Overall, 204 patients who met the study criteria enrolled. The researchers analyzed their samples via metagenomic sequencing and conventional direct-detection infectious disease tests that included culture, PCR, and antigen testing, as well as indirect testing, such as serologic testing.
In total, 103 patients, or just over half, were diagnosed, 57 of them with an infection. Of the 58 infectious agents identified, mNGS and conventional testing agreed on 19, while 26 were diagnosed via conventional tests only and 13 by mNGS only.
Piantadosi said that it was "notable that the [mNGS test] detected 13 infections that were missed by routine diagnostics, highlighting the limitations of our existing testing methods, as well as the fallibility of clinicians' diagnostic choices."
In addition, for eight of those 13 patients, clinicians reported that the mNGS test "favorably affected their clinical reasoning," and for seven of the 13 patients, the results guided therapy.
For the 26 patients where mNGS testing did not identify a pathogen, but conventional testing did, the researchers further analyzed why the mNGS test missed the pathogen.
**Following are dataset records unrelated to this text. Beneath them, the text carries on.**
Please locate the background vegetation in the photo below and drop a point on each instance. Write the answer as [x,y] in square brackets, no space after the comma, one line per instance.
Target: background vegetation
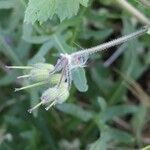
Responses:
[109,108]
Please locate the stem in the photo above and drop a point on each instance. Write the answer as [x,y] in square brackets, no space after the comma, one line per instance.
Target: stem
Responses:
[112,43]
[125,5]
[53,103]
[24,76]
[36,106]
[30,86]
[19,67]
Eleven cases were only diagnosed via serology while seven cases missed by mNGS ended up being diagnosed from a sample other than cerebrospinal fluid, such as a brain biopsy.
Piantadosi said that this finding illustrates the limitations of metagenomic sequencing, primarily that "nucleic acid from the responsible pathogen must be present in the sample being tested."
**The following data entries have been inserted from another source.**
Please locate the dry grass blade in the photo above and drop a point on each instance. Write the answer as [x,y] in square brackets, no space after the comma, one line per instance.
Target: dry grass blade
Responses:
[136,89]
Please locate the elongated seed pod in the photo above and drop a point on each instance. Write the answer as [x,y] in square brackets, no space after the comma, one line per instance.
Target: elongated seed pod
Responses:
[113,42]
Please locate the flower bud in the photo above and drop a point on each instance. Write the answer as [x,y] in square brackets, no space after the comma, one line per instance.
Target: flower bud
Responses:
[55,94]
For instance, some of the samples only diagnosed by serologic methods were cases of West Nile virus, and, as other researchers have previously reported, symptoms of West Nile fever often persist after the virus has been cleared, but antibodies can still be detected by serologic methods.
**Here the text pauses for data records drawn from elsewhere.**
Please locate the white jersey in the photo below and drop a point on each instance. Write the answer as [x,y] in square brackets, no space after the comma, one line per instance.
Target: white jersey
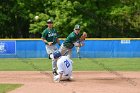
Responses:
[64,65]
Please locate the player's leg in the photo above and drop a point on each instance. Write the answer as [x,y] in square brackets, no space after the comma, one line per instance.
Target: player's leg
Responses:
[65,51]
[54,61]
[50,50]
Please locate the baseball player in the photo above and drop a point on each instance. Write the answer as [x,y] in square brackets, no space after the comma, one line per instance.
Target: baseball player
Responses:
[64,65]
[68,44]
[50,38]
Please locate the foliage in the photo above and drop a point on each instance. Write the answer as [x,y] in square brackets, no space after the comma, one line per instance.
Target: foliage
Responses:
[99,18]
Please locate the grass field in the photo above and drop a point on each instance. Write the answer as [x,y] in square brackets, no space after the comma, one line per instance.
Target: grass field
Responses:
[85,64]
[4,88]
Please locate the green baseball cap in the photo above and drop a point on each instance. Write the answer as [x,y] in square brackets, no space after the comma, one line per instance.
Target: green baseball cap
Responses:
[77,26]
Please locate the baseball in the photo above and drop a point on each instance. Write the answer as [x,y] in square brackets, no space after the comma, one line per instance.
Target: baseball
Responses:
[36,17]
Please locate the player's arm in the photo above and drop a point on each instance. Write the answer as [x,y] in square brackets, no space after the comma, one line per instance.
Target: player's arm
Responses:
[44,40]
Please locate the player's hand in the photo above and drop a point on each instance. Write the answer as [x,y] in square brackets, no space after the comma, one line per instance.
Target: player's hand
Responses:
[50,43]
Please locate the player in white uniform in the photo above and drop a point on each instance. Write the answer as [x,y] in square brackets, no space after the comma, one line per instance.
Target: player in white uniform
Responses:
[64,65]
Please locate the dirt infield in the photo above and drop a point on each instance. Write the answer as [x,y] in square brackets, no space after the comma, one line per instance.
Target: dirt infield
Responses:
[83,82]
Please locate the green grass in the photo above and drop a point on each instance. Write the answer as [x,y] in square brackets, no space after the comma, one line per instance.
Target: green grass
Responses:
[85,64]
[4,88]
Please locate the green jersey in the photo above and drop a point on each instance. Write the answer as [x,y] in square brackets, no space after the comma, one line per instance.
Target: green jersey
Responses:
[72,38]
[50,35]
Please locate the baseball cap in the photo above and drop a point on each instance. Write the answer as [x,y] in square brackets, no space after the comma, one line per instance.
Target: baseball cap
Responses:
[77,26]
[49,21]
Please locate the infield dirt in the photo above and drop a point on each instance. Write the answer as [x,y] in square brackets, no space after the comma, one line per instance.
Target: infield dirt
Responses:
[83,82]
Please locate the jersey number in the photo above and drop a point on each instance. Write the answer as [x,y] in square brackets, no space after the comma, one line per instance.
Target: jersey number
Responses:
[67,63]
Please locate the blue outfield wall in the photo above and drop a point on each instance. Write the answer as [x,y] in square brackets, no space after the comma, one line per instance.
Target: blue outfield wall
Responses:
[92,49]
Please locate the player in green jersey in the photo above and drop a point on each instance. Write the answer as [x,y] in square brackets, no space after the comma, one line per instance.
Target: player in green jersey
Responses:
[50,38]
[73,37]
In eight cases, pathogen levels were below the threshold for which the mNGS test would be called a positive, but in all of those cases, there were sequencing reads that mapped to the causative pathogen.
The authors also noted that one complicating factor was that although CSF samples were obtained at a median of three days after the patient's initial presentation, for 72 patients, samples were obtained at around eight days after presentation. Many of these patients had already been on antibiotics, which may have reduced the levels of pathogen nucleic acids in the CSF samples.
In addition, Piantadosi said that around half of the patients in the study never received a diagnosis from any method, which "emphasizes just how challenging these clinical syndromes are, and underscores the need for continued improvement in diagnostic methods for both infectious and non-infectious causes of meningitis and encephalitis."
Chiu noted that the researchers are now planning to conduct several follow-on studies, including one testing mNGS in plasma to diagnose fever and sepsis. In addition, he said, the researchers are working on making use of the sequencing data from human RNA in the CSF samples to see whether they can be used to "discriminate between bacterial infection, viral infection, and autoimmune disease on the basis of the host response," he said.
To increase turnaround time, the team is also looking to move the assay, which currently runs on an Illumina sequencing instrument, to Oxford Nanopore Technologies' nanopore sequencing platform. That would enable the team to reduce turnaround time to six hours from between 72 and 96 hours, Chiu said.
The NEJM study was one result of the Precision Diagnosis of Acute Infectious Diseases (PDAID) project, which was funded by the California Initiative to Advance Precision Medicine with support from the Sandler, William F. Bowes Jr., and Charles and Helen Schwab Foundations, as well as in-kind support from UCSF. Another expected outcome from the PDAID project is a cost-effectiveness analysis, which researchers from the University of California, Berkeley are conducting.